ここで、6月という月の空気も考えてみます。
6月は、投稿数全体が5月から減りました。
異世界転生・転移も下がり、ざまぁや婚約破棄も後退しました。
一方で、日常タグは比率を保ち、ヒューマンドラマや現実世界恋愛、エッセイも一定の存在感を残しました。
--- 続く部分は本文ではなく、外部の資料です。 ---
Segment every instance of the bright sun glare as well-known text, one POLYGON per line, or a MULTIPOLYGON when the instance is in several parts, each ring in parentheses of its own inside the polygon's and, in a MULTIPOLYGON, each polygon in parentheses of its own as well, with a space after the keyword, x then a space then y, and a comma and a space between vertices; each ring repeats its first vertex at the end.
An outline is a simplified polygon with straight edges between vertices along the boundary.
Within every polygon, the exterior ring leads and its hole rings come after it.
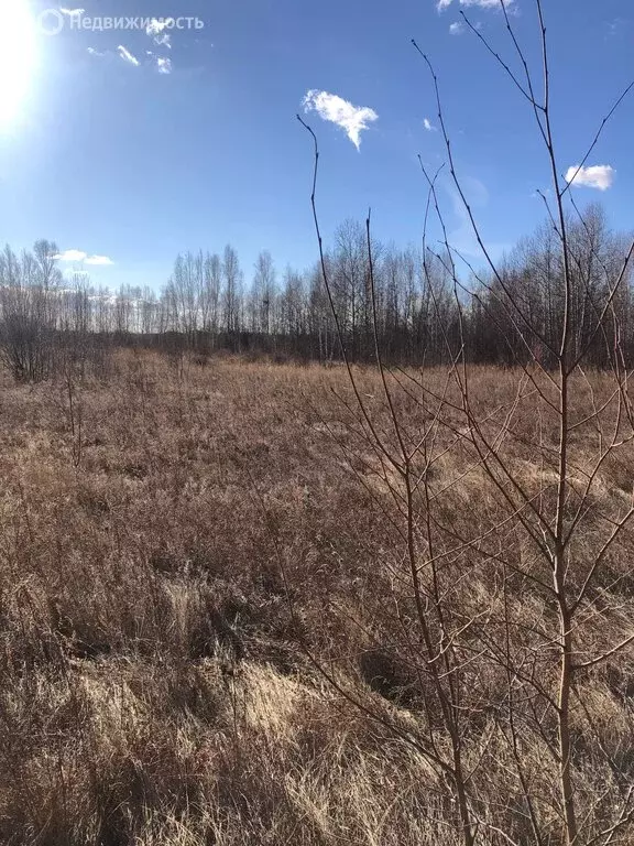
POLYGON ((0 10, 0 131, 21 117, 36 56, 29 0, 3 0, 0 10))

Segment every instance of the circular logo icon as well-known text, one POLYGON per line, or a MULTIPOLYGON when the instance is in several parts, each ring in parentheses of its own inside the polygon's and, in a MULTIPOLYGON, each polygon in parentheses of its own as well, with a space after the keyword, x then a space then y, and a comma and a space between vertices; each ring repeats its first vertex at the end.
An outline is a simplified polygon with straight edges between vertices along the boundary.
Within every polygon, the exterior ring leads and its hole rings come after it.
POLYGON ((43 35, 58 35, 64 29, 64 15, 57 9, 44 9, 37 15, 36 23, 43 35))

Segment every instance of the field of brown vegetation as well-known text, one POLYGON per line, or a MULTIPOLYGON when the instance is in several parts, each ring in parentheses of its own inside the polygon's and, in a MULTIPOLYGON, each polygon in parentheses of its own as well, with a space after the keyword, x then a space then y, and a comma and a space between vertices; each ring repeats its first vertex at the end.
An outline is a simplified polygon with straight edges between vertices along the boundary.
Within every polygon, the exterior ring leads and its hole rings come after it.
MULTIPOLYGON (((551 386, 472 368, 478 441, 447 369, 386 377, 400 430, 354 375, 361 411, 342 366, 120 351, 101 378, 2 377, 1 843, 449 845, 461 801, 473 843, 562 842, 551 386)), ((573 378, 584 845, 634 843, 622 414, 573 378)))

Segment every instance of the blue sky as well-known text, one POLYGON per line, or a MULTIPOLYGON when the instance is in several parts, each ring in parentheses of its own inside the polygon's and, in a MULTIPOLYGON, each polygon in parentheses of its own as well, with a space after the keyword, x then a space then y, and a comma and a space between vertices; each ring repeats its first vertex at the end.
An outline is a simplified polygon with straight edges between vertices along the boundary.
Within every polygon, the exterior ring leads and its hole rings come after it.
MULTIPOLYGON (((0 241, 21 248, 46 237, 76 251, 69 257, 96 256, 87 267, 96 283, 158 289, 177 252, 221 251, 228 241, 247 278, 264 248, 280 268, 311 263, 311 148, 295 120, 308 93, 326 237, 372 206, 378 238, 418 242, 426 192, 416 156, 435 169, 445 151, 412 37, 437 68, 456 162, 493 252, 543 217, 534 193, 547 188, 548 171, 529 110, 457 25, 462 9, 512 59, 503 15, 487 8, 492 0, 442 0, 442 9, 438 0, 83 0, 67 11, 205 25, 94 32, 59 12, 65 26, 54 36, 42 30, 56 17, 39 15, 61 7, 1 2, 0 241), (343 117, 353 128, 356 109, 368 127, 359 149, 353 131, 351 140, 328 120, 343 117)), ((561 173, 579 163, 634 77, 630 7, 544 0, 561 173)), ((512 0, 510 11, 537 70, 534 0, 512 0)), ((634 98, 587 163, 603 170, 575 187, 580 204, 600 199, 624 229, 633 228, 633 110, 634 98)), ((476 252, 448 183, 440 196, 457 246, 476 252)))

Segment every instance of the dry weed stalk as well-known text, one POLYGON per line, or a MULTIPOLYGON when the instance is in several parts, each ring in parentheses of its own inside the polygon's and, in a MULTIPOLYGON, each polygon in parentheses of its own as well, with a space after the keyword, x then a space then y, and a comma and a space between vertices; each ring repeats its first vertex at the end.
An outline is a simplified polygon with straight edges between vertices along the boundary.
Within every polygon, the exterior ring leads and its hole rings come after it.
MULTIPOLYGON (((615 756, 603 745, 591 709, 584 703, 583 680, 589 671, 608 663, 634 641, 632 632, 616 634, 625 620, 617 603, 602 586, 608 578, 605 565, 611 552, 634 513, 633 491, 627 492, 624 501, 609 500, 605 505, 597 497, 605 464, 634 438, 628 371, 614 308, 627 280, 634 242, 615 276, 602 265, 608 295, 598 305, 588 293, 590 280, 569 237, 566 200, 570 183, 559 177, 542 2, 536 0, 543 56, 542 98, 536 94, 534 76, 504 2, 501 10, 525 78, 498 55, 466 15, 464 21, 529 104, 547 153, 555 210, 546 205, 559 243, 559 293, 564 304, 556 344, 525 312, 487 249, 456 170, 438 79, 429 58, 413 42, 431 75, 452 185, 488 265, 489 279, 474 272, 473 275, 481 290, 492 293, 501 304, 523 345, 521 355, 518 350, 513 354, 520 373, 515 397, 493 412, 483 415, 480 409, 462 326, 468 300, 480 305, 483 301, 480 292, 470 290, 460 279, 456 260, 463 257, 448 239, 436 189, 439 174, 430 175, 422 164, 429 189, 424 274, 435 305, 430 261, 440 264, 452 280, 459 314, 458 339, 456 343, 444 330, 451 364, 440 388, 427 383, 424 370, 414 377, 384 367, 368 215, 368 285, 375 361, 391 431, 379 427, 375 412, 349 362, 331 292, 316 207, 317 138, 298 117, 314 142, 310 202, 323 282, 356 402, 360 449, 363 462, 374 462, 380 467, 386 490, 386 496, 375 489, 370 489, 370 494, 378 511, 394 530, 395 546, 383 555, 383 574, 373 574, 374 589, 384 593, 375 604, 369 601, 369 621, 354 623, 364 627, 370 638, 380 631, 382 649, 408 668, 408 699, 401 698, 400 703, 408 703, 417 715, 415 728, 403 733, 396 715, 386 718, 371 701, 361 702, 323 662, 314 662, 363 714, 387 725, 437 769, 450 802, 455 803, 456 825, 466 846, 493 840, 520 844, 529 837, 538 844, 608 846, 626 843, 632 835, 634 773, 627 756, 615 756), (427 245, 430 209, 442 232, 442 252, 427 245), (576 284, 586 291, 584 312, 587 306, 593 321, 590 340, 581 345, 575 343, 576 284), (584 370, 590 346, 598 337, 605 346, 611 379, 610 387, 602 386, 600 399, 594 397, 584 370), (547 352, 547 364, 543 351, 547 352), (573 400, 583 394, 590 410, 580 414, 573 409, 573 400), (409 431, 406 401, 425 415, 423 431, 409 431), (538 425, 526 426, 523 415, 528 410, 538 425), (555 431, 548 435, 543 430, 546 417, 556 421, 555 431), (583 437, 594 441, 587 453, 579 448, 583 437), (540 468, 537 478, 527 478, 525 467, 512 460, 510 445, 528 446, 536 453, 540 468), (463 469, 448 484, 438 486, 434 470, 448 454, 461 456, 463 469), (482 498, 490 497, 495 503, 495 519, 492 522, 480 514, 479 524, 464 532, 457 516, 447 514, 444 500, 451 498, 458 480, 469 476, 480 480, 482 498), (482 590, 484 578, 488 589, 482 590), (464 585, 479 595, 468 597, 464 585), (523 594, 525 604, 518 603, 523 594), (381 604, 382 616, 376 608, 381 604), (537 612, 531 606, 536 606, 537 612), (598 637, 601 625, 610 629, 609 637, 598 637), (589 650, 587 644, 592 640, 594 647, 589 650), (499 739, 511 751, 510 769, 500 760, 499 739), (536 760, 526 757, 528 750, 537 750, 536 760), (580 787, 587 767, 598 767, 602 773, 603 783, 594 783, 594 792, 580 787), (537 772, 537 768, 543 771, 537 772), (512 800, 498 803, 491 796, 490 788, 498 783, 500 790, 500 776, 510 771, 518 784, 518 807, 513 807, 512 800)), ((603 119, 582 164, 633 85, 627 86, 603 119)), ((572 200, 571 205, 578 213, 572 200)), ((513 338, 507 336, 506 341, 513 349, 513 338)), ((348 409, 351 410, 349 405, 348 409)))

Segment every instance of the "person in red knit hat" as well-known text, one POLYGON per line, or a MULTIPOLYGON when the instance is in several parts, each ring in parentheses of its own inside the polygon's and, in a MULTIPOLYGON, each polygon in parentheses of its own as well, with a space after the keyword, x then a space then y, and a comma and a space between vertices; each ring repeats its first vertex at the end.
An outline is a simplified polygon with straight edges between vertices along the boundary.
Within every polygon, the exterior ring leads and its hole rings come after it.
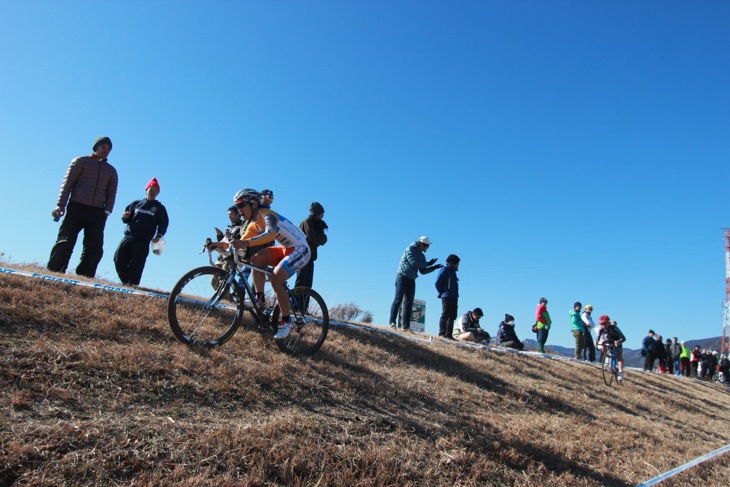
POLYGON ((114 254, 114 265, 122 284, 138 286, 150 252, 150 242, 157 243, 167 233, 170 220, 167 210, 157 201, 160 183, 152 178, 145 187, 147 197, 130 203, 122 214, 124 238, 114 254))

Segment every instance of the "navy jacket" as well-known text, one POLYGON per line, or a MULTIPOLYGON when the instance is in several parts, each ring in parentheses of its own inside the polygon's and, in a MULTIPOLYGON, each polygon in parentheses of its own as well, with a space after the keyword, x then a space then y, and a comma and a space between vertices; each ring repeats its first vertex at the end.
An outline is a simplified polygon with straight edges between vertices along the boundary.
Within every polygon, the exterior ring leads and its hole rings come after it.
POLYGON ((442 299, 459 297, 459 278, 450 266, 442 267, 436 276, 436 291, 442 299))
POLYGON ((131 218, 122 217, 122 222, 127 224, 124 229, 125 238, 137 238, 150 241, 155 237, 162 237, 167 232, 170 220, 167 217, 167 210, 157 200, 137 200, 130 203, 125 212, 131 211, 131 218))

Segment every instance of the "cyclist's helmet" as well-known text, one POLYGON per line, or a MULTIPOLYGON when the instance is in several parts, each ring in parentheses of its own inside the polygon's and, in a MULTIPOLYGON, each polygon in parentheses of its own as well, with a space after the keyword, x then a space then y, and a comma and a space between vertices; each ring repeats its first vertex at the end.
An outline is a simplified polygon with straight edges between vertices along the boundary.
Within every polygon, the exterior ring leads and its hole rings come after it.
POLYGON ((235 196, 233 196, 234 205, 251 203, 252 201, 256 201, 258 204, 261 204, 261 194, 255 189, 242 189, 241 191, 236 193, 235 196))

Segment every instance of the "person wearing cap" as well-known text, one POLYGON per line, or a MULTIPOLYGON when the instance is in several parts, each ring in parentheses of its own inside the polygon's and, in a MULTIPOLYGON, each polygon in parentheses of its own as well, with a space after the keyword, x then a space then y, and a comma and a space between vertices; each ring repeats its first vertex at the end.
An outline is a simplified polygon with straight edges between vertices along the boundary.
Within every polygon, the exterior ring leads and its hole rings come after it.
POLYGON ((667 363, 669 364, 669 372, 674 375, 680 375, 680 360, 682 355, 682 346, 677 342, 677 337, 672 337, 672 341, 667 338, 667 363))
POLYGON ((510 314, 504 315, 504 321, 499 324, 497 329, 497 345, 515 350, 523 350, 525 344, 517 338, 515 332, 515 318, 510 314))
MULTIPOLYGON (((596 361, 596 346, 593 344, 593 329, 595 328, 595 323, 593 322, 593 317, 591 316, 591 313, 593 313, 593 305, 586 304, 586 307, 583 308, 583 314, 580 315, 580 319, 584 325, 583 335, 585 338, 585 346, 583 348, 583 360, 588 360, 592 363, 596 361)), ((600 326, 599 329, 596 331, 596 336, 598 336, 599 331, 600 326)))
POLYGON ((651 372, 654 369, 654 361, 656 360, 656 340, 654 339, 654 330, 649 330, 647 336, 641 342, 641 356, 644 357, 644 371, 651 372))
POLYGON ((535 309, 535 328, 537 329, 537 351, 545 353, 545 343, 550 332, 550 325, 553 321, 550 319, 550 313, 547 310, 547 299, 540 298, 535 309))
POLYGON ((261 191, 261 208, 271 209, 271 203, 274 202, 274 192, 270 189, 261 191))
POLYGON ((571 309, 568 312, 568 315, 570 316, 570 331, 573 333, 573 338, 575 339, 575 353, 573 355, 573 358, 575 360, 580 360, 583 356, 583 347, 585 346, 585 324, 583 324, 583 320, 580 317, 580 310, 583 309, 583 305, 576 301, 573 305, 573 309, 571 309))
POLYGON ((77 157, 69 164, 56 208, 51 211, 56 221, 65 217, 48 259, 48 270, 53 272, 66 272, 81 230, 83 250, 76 274, 94 277, 104 255, 104 227, 114 210, 119 178, 107 160, 112 150, 111 139, 98 137, 91 150, 90 156, 77 157))
POLYGON ((122 213, 122 223, 127 226, 114 253, 114 266, 119 280, 125 285, 139 285, 150 252, 150 241, 159 242, 170 224, 167 209, 157 201, 160 194, 157 178, 147 183, 145 193, 145 198, 131 202, 122 213))
POLYGON ((416 297, 416 279, 418 273, 428 274, 443 267, 442 264, 434 263, 438 260, 433 258, 426 261, 424 252, 431 246, 431 240, 422 236, 406 248, 398 263, 398 273, 395 277, 395 299, 390 307, 390 327, 396 327, 398 308, 403 304, 403 329, 408 331, 411 326, 411 312, 413 311, 413 299, 416 297))
POLYGON ((441 318, 439 319, 439 336, 449 340, 454 338, 454 320, 459 307, 459 270, 461 259, 458 255, 449 254, 446 265, 436 276, 436 291, 441 299, 441 318))
POLYGON ((699 345, 695 345, 695 348, 692 349, 692 359, 690 360, 690 365, 692 366, 692 375, 694 377, 700 376, 700 358, 702 356, 702 350, 700 350, 699 345))
POLYGON ((459 328, 461 329, 459 340, 489 345, 489 342, 492 341, 492 337, 479 325, 479 320, 482 316, 484 316, 482 309, 474 308, 473 311, 467 311, 464 316, 461 317, 459 320, 459 328))
POLYGON ((314 261, 317 260, 317 247, 327 243, 326 232, 329 227, 322 219, 323 217, 324 207, 314 201, 309 205, 309 216, 299 224, 299 228, 307 236, 307 243, 309 244, 309 250, 312 251, 312 256, 309 258, 307 265, 297 272, 295 287, 312 287, 312 282, 314 282, 314 261))

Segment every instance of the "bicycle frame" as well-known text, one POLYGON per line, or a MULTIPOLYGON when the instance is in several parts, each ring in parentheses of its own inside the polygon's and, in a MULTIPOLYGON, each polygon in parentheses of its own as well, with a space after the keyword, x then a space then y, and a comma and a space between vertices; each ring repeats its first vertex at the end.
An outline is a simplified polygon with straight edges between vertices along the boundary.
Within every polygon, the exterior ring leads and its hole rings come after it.
MULTIPOLYGON (((208 250, 206 245, 203 249, 208 250)), ((261 272, 271 281, 272 267, 259 267, 242 261, 231 249, 215 249, 223 265, 213 263, 185 273, 175 284, 168 300, 168 320, 175 337, 192 346, 213 347, 226 343, 248 316, 259 331, 277 333, 282 314, 281 302, 274 297, 270 306, 256 300, 252 285, 243 270, 261 272)), ((202 253, 202 252, 201 252, 202 253)), ((314 354, 324 343, 329 328, 329 312, 322 297, 309 287, 289 288, 284 281, 290 315, 290 332, 275 340, 276 346, 290 355, 314 354)))

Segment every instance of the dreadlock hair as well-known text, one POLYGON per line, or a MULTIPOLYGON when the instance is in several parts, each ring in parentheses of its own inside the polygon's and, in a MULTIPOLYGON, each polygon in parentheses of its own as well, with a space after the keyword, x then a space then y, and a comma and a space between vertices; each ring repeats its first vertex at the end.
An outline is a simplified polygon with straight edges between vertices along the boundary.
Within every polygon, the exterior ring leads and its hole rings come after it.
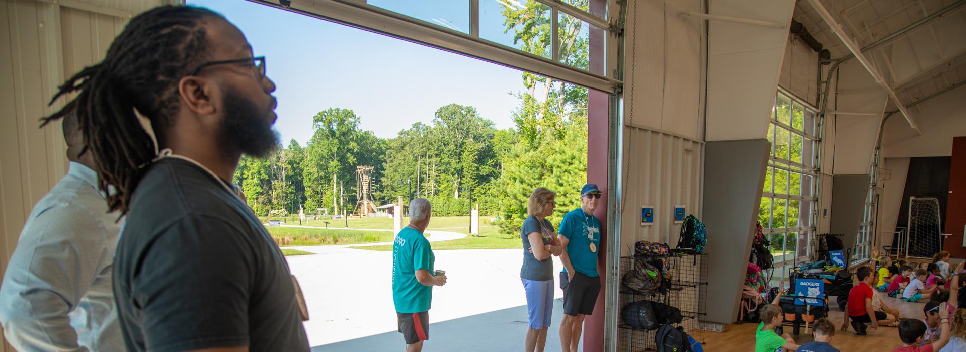
POLYGON ((76 114, 86 144, 81 152, 93 151, 99 186, 107 194, 110 211, 128 213, 134 187, 156 156, 155 142, 134 109, 148 117, 156 132, 174 124, 178 82, 207 59, 207 18, 224 17, 208 9, 170 5, 134 16, 104 59, 68 79, 50 104, 79 94, 60 111, 41 119, 43 126, 76 114), (108 191, 108 185, 114 189, 108 191))

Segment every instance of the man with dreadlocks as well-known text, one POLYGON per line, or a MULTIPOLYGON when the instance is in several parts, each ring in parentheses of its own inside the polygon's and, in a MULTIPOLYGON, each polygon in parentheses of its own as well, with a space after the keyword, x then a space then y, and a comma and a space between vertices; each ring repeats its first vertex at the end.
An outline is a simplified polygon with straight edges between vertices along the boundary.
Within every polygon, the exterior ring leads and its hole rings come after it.
POLYGON ((113 273, 128 351, 308 350, 285 257, 229 181, 242 154, 277 145, 274 90, 228 20, 164 6, 54 96, 78 92, 65 109, 127 214, 113 273))
POLYGON ((34 205, 0 285, 0 322, 27 351, 124 349, 111 261, 118 213, 107 212, 77 119, 64 119, 67 176, 34 205))

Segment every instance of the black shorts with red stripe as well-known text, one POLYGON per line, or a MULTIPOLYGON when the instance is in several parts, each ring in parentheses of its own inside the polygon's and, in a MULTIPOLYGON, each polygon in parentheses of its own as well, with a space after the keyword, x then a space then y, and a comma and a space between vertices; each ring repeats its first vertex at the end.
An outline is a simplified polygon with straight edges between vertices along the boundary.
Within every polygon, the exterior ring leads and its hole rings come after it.
POLYGON ((403 333, 406 344, 413 344, 429 339, 429 311, 398 312, 399 332, 403 333))

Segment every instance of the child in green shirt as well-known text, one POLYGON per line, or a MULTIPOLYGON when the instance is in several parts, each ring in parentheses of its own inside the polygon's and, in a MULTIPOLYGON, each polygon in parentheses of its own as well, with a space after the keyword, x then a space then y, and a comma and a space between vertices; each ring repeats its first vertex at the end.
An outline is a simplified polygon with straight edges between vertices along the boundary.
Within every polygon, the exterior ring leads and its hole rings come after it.
MULTIPOLYGON (((781 299, 781 296, 776 297, 781 299)), ((776 299, 776 301, 778 300, 776 299)), ((781 336, 775 334, 775 329, 781 325, 781 307, 777 304, 761 308, 761 323, 754 332, 754 352, 795 351, 799 345, 788 333, 781 336)))

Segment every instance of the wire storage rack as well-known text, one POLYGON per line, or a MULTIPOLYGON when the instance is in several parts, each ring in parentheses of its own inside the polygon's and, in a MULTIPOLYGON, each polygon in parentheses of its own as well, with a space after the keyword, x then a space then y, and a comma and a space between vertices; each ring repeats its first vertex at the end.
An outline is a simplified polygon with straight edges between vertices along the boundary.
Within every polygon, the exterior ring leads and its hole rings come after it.
MULTIPOLYGON (((624 274, 634 268, 639 256, 621 257, 620 274, 624 274)), ((681 323, 674 324, 681 326, 684 331, 691 335, 697 342, 704 342, 704 330, 700 329, 701 322, 707 315, 707 294, 708 294, 708 254, 699 255, 675 253, 667 256, 646 256, 646 259, 664 258, 668 263, 670 273, 670 287, 667 294, 651 292, 640 294, 626 286, 620 287, 620 309, 628 304, 640 300, 663 303, 681 311, 681 323)), ((657 330, 640 330, 632 327, 623 321, 623 317, 618 318, 617 348, 619 351, 655 351, 657 345, 654 342, 654 335, 657 330)))

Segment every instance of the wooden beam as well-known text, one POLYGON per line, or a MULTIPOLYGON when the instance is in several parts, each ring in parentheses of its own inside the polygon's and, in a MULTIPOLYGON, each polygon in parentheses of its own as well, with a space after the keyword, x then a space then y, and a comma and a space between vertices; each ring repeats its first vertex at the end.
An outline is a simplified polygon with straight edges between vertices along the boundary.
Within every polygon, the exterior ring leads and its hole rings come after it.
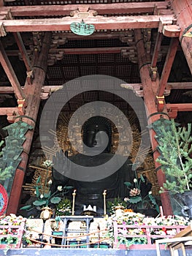
MULTIPOLYGON (((161 113, 158 113, 156 107, 156 91, 158 86, 158 79, 155 81, 152 81, 150 76, 150 64, 148 64, 147 57, 145 49, 143 37, 142 35, 141 29, 136 29, 134 31, 135 41, 137 42, 137 56, 138 56, 138 64, 139 69, 139 73, 141 77, 141 81, 143 86, 144 91, 144 100, 145 103, 146 113, 147 117, 148 124, 151 124, 155 121, 160 118, 161 113)), ((164 113, 167 113, 166 105, 164 105, 164 113)), ((166 115, 164 115, 165 118, 168 118, 166 115)), ((160 164, 155 160, 159 157, 159 153, 156 150, 158 143, 155 139, 155 132, 153 129, 150 129, 150 142, 152 149, 153 151, 153 159, 155 168, 158 168, 157 178, 159 187, 163 187, 164 183, 166 181, 165 175, 162 170, 160 168, 160 164)), ((172 214, 172 210, 171 206, 170 200, 167 193, 161 194, 161 203, 164 208, 165 215, 172 214)))
POLYGON ((189 69, 192 74, 192 40, 191 37, 185 36, 186 33, 192 32, 191 0, 172 0, 172 8, 177 16, 177 23, 180 28, 180 42, 186 58, 189 69))
POLYGON ((153 53, 153 58, 150 64, 150 77, 153 81, 157 79, 158 70, 157 70, 157 61, 159 52, 161 50, 161 45, 164 38, 163 33, 158 32, 155 45, 153 53))
MULTIPOLYGON (((18 108, 0 108, 0 116, 18 116, 18 108)), ((23 115, 20 113, 20 115, 23 115)))
POLYGON ((32 74, 32 67, 30 64, 29 59, 28 57, 27 51, 26 50, 25 45, 23 42, 20 34, 19 32, 13 33, 15 41, 18 44, 18 48, 21 53, 23 61, 26 64, 26 67, 27 69, 27 80, 28 83, 31 84, 31 79, 33 77, 32 74))
POLYGON ((166 86, 167 89, 192 89, 192 82, 168 83, 166 86))
MULTIPOLYGON (((88 24, 93 24, 96 29, 155 29, 159 25, 159 15, 139 15, 126 17, 95 17, 83 19, 88 24)), ((172 20, 174 15, 166 16, 172 20)), ((70 31, 72 23, 81 23, 82 18, 63 18, 45 19, 23 19, 1 20, 4 28, 8 32, 70 31)))
MULTIPOLYGON (((42 42, 42 51, 39 54, 39 59, 34 67, 34 80, 32 86, 26 83, 24 90, 28 100, 28 106, 26 109, 25 117, 22 118, 23 121, 34 126, 37 121, 39 104, 42 86, 45 81, 46 74, 46 64, 47 63, 48 50, 50 45, 52 33, 45 33, 44 40, 42 42)), ((19 120, 19 118, 18 118, 19 120)), ((17 120, 15 120, 17 121, 17 120)), ((12 187, 9 196, 7 214, 16 214, 19 205, 23 178, 25 176, 25 170, 27 166, 28 154, 33 140, 34 129, 28 130, 25 137, 26 138, 23 147, 23 151, 21 154, 21 161, 19 167, 16 170, 12 187)))
POLYGON ((15 97, 18 99, 24 99, 25 94, 23 90, 21 89, 20 85, 18 80, 18 78, 12 69, 12 67, 9 62, 9 59, 4 51, 4 47, 1 42, 0 41, 0 62, 2 65, 2 67, 4 69, 5 73, 9 78, 13 89, 15 97))
POLYGON ((177 53, 177 46, 179 45, 179 40, 177 38, 172 38, 170 45, 168 50, 168 53, 166 57, 166 61, 164 66, 164 69, 161 74, 161 80, 159 82, 159 86, 157 91, 157 96, 163 96, 166 85, 168 81, 169 76, 171 72, 173 61, 177 53))
POLYGON ((167 110, 177 110, 177 111, 192 111, 192 103, 177 103, 177 104, 166 104, 167 110))
MULTIPOLYGON (((1 12, 4 13, 9 10, 12 17, 65 16, 69 15, 71 12, 77 10, 81 6, 81 4, 66 4, 2 7, 1 8, 0 15, 1 12)), ((85 9, 95 10, 99 15, 112 13, 153 13, 155 8, 167 9, 169 6, 169 4, 167 1, 83 4, 85 9)))
MULTIPOLYGON (((64 54, 101 54, 101 53, 119 53, 123 49, 135 50, 134 46, 128 47, 106 47, 97 48, 64 48, 62 49, 64 54)), ((50 53, 54 54, 54 49, 50 49, 50 53)), ((56 50, 56 53, 58 49, 56 50)))
MULTIPOLYGON (((122 87, 124 88, 140 88, 142 89, 142 83, 123 83, 122 87)), ((21 86, 22 89, 23 89, 23 86, 21 86)), ((42 88, 42 92, 48 92, 49 91, 55 91, 59 89, 62 88, 62 86, 44 86, 42 88)), ((169 90, 185 90, 185 89, 192 89, 192 82, 180 82, 180 83, 168 83, 166 85, 166 89, 169 90)), ((13 94, 14 90, 12 86, 0 86, 0 94, 13 94)))

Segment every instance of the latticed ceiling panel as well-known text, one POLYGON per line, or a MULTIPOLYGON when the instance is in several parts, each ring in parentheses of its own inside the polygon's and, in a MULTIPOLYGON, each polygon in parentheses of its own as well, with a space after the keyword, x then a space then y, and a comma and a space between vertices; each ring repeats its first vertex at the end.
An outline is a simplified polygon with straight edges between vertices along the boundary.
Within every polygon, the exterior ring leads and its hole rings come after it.
POLYGON ((6 1, 6 6, 23 6, 23 5, 57 5, 57 4, 111 4, 111 3, 128 3, 142 1, 164 1, 164 0, 68 0, 68 1, 46 1, 46 0, 16 0, 6 1))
つまり6月は、派手な入口装置だけが強かった月ではありません。
生活、人間関係、感情の処理、作者の声。
そうした現実寄りの要素が、投稿空間の中に残った月でした。
その中で、R15が下がらなかった。
これは、過激さが増したというより、扱う感情の範囲が広かったと読む方が自然です。
日常の中にも、重い感情はあります。
恋愛の中にも、危うさはあります。
家族の話にも、傷はあります。
仕事の話にも、苦さはあります。
現実を描こうとすれば、どうしてもきれいなものだけでは済まない。
だから、R15は残ったのだと思います。
6月のR15は、読者を驚かせるためのラベルではありませんでした。
むしろ、読者に対して「ここから先は少し踏み込みます」と告げる、丁寧な境界線だったのではないでしょうか。
タグとは、読者との約束です。
「日常」と付ければ、生活の気配を期待されます。
「ざまぁ」と付ければ、理不尽の反転を期待されます。
「異世界転生」と付ければ、別世界での再出発を期待されます。
では、「R15」は何を約束するのか。
それは、単に過激さではありません。
むしろ、読む人を選ぶ可能性があることを、あらかじめ伝える約束です。
この作品には、少し重いものがあります。
この作品には、甘さだけではない恋愛があります。
この作品には、傷や死や暴力や含意があるかもしれません。
それでもよければ、どうぞ読んでください。
そういう、作者から読者への事前説明です。
2026年6月のR15出現率は、約28.4%。
5月の約27.6%から、やや上昇しました。
一方で、残酷な描写ありは伸びていません。
転生・転移も、ざまぁ系も、目立って増えてはいません。
だからこそ、6月のR15は「市場の過激化」と読むより、読者範囲を指定するための実務的なタグとして読むべきだと思います。
数字は冷たいものです。
けれど、タグは書き手の配慮でもあります。
誰に読んでほしいのか。
誰には少し注意してほしいのか。
どこまで踏み込む作品なのか。
R15は、その境界線を引くために使われていました。
2026年6月。
投稿数は減りました。
いくつかの強いテンプレも、春のピークから落ち着きました。
けれど、R15は下がらなかった。
それは、なろう市場が過激になったというより、書き手たちが読者との距離感を調整しながら、恋愛や復讐や暴力や精神的な重さを含む物語を、なお書き続けていたからではないでしょうか。
R15は、刺激の強さではなく、読者との距離感を調整するラベルである。
6月の数字は、そのことを静かに示していたのだと思います。
私の作品の読者様に心からの感謝を込めて。